Entonces, ¿nunca debemos dejarles ganar?
El juego siempre debe ser una experiencia divertida, pero no podemos olvidar que también es una excelente oportunidad de aprendizaje. Si los padres dejan que el niño gane siempre, le impiden irse preparando para las derrotas que sufrirá a lo largo de la vida. Sin embargo, si el niño pierde siempre, es probable que desarrolle una gran frustración.
Por eso, podemos dejarles ganar a veces. Aunque la mejor estrategia consiste en equiparar las fuerzas en el juego. Por ejemplo, se le puede dar un poco de ventaja antes de comenzar para que la competencia sea más justa.
Cuando son pequeños, también podemos priorizar los juegos de azar sobre aquellos que demanden habilidades más complejas ya que de esta manera no es necesario dejarles ganar y nosotros los adultos tampoco tendremos ventaja.
Obviamente, la edad del niño es determinante. A edades tempranas los conceptos de victoria y derrota suelen ser irrelevantes ya que el pequeño disfruta más el juego en sí mismo, no lo asume como una competencia. En esa primera etapa lo más importante es que el niño aprenda a seguir las reglas.
Más adelante, a medida que el niño crezca, desarrolle sus habilidades y comience a buscar la aprobación social, le dará más importancia a la competencia y los resultados del juego, aunque eso también dependerá de la relevancia que los padres le confieran a las victorias. Si desde pequeño les enseñamos a disfrutar del camino, más que concentrarse en el resultado final, el peso de una derrota no será tan grande.
No obstante, aproximadamente a partir de los 4 años los padres deberían comenzar a trabajar los conceptos de victoria y derrota, sin trucos. Debemos tener en cuenta que cuando los niños pierden tienen la oportunidad de lidiar con esa situación, con los sentimientos que genera, y recuperarse.
¿Cómo lograr que las derrotas se conviertan en victorias?

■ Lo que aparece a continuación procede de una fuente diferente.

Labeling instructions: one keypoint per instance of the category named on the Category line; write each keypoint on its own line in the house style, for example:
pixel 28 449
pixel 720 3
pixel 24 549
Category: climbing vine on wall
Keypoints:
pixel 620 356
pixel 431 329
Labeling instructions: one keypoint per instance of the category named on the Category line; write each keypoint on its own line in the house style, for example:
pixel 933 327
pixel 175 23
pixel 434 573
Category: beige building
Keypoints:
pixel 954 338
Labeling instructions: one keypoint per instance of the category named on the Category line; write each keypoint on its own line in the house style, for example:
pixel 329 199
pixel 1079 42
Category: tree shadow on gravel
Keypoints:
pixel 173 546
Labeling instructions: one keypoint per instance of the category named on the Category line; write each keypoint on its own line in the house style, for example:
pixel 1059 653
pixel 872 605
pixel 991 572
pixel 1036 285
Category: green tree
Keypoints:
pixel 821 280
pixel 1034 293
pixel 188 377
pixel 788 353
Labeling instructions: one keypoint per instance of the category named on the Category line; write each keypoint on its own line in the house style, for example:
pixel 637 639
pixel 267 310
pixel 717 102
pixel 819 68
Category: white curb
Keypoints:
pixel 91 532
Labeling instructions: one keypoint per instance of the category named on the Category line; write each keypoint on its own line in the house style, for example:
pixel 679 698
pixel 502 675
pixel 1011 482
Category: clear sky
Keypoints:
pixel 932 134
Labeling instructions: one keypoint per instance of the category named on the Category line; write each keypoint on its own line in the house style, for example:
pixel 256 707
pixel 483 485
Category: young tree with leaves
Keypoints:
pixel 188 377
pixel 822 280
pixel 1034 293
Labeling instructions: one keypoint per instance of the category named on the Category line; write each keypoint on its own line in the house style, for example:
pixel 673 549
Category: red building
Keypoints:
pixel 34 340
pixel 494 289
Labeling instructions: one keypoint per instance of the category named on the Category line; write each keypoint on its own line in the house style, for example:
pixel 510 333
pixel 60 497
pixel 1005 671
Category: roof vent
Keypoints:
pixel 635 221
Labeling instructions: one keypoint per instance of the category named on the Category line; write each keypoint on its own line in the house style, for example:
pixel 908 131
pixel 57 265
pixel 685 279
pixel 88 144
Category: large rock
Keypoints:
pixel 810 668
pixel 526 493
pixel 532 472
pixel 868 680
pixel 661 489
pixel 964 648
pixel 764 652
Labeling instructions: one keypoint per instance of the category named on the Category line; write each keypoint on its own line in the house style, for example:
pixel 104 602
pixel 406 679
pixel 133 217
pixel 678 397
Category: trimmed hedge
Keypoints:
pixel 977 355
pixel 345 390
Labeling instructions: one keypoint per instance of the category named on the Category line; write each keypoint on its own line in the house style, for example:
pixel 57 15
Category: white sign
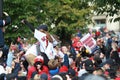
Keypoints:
pixel 89 42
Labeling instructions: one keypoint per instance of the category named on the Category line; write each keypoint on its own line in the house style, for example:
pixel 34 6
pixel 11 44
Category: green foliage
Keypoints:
pixel 67 15
pixel 110 7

- Validar sus sentimientos centrándose en lo positivo. Perder no sienta bien, pero no se trata de sentir pena por el niño sino de validar sus emociones y ayudarle a centrarse en lo positivo, haciéndole ver cuánto habéis disfrutado del juego.
- Asumir la derrota como una oportunidad de aprendizaje. Si le enseñas a tu hijo que perder no es algo negativo sino una oportunidad para aprender y crecer, este tipo de situaciones no le afectarán tanto.

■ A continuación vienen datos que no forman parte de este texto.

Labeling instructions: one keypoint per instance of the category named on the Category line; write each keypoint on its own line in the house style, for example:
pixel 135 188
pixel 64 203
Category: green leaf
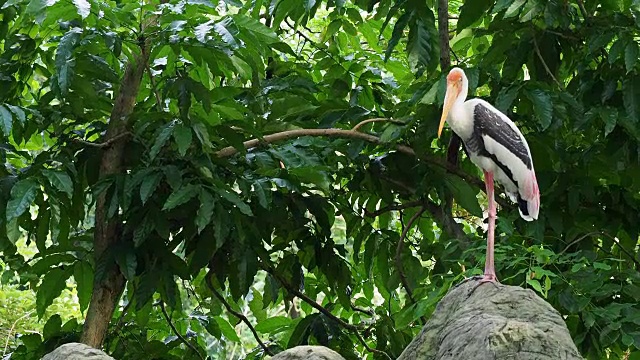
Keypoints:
pixel 258 29
pixel 471 11
pixel 60 180
pixel 542 106
pixel 23 194
pixel 631 97
pixel 161 139
pixel 601 266
pixel 535 284
pixel 419 44
pixel 464 194
pixel 83 7
pixel 51 287
pixel 183 136
pixel 149 185
pixel 127 261
pixel 64 59
pixel 514 8
pixel 274 325
pixel 83 275
pixel 616 49
pixel 501 5
pixel 18 112
pixel 505 98
pixel 52 327
pixel 180 196
pixel 233 198
pixel 205 212
pixel 224 29
pixel 6 121
pixel 226 329
pixel 397 34
pixel 630 56
pixel 142 231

- Cambiar los conceptos de ganador y perdedor. En realidad, no gana quien vence el juego sino quien más disfruta de la actividad, aprende, coopera y no se rinde ante los obstáculos. Por eso, es importante que no alabes en demasía al ganador ni ridiculices al perdedor.

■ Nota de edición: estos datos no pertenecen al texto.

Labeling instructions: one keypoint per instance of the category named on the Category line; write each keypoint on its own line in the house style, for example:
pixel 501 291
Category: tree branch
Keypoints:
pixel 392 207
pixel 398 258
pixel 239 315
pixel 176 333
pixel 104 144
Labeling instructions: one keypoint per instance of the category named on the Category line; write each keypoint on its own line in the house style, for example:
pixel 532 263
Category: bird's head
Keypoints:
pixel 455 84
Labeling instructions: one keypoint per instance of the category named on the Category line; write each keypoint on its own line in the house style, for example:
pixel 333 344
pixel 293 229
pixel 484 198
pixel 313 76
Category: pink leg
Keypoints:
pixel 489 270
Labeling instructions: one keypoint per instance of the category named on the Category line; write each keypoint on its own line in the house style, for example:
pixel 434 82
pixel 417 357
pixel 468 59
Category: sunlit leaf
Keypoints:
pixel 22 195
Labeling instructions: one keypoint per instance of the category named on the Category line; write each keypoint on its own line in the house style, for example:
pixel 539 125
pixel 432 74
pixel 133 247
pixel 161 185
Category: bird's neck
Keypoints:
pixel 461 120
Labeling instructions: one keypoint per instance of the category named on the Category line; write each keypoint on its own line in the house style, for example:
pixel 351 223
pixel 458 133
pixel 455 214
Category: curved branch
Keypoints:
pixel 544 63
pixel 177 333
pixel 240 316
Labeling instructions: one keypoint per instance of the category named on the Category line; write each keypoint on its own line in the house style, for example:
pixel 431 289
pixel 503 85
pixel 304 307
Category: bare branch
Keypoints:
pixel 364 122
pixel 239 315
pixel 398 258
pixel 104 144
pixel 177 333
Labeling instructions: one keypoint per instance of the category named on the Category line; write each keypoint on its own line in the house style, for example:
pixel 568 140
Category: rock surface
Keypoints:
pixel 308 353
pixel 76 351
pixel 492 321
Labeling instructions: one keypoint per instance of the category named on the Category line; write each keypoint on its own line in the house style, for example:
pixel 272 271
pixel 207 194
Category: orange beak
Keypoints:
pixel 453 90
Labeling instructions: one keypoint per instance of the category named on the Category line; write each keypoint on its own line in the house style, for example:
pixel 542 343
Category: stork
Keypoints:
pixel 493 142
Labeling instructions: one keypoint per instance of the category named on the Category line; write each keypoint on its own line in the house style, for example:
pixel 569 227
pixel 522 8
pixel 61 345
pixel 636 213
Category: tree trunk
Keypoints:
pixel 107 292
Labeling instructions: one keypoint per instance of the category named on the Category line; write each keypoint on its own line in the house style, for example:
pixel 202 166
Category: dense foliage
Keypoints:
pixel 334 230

Recuerda que todo lo que siembres hoy, dará sus frutos mañana. Una pequeña derrota en el juego puede hacer que tu hijo esté más preparado para lidiar con las decepciones, fracasos y adversidades de la vida.
Fuente:
Palmquist, C. M. et. Al. (2016) Success inhibits preschoolers’ ability to establish selective trust. Journal of Experimental Child Psychology; 152: 192–204.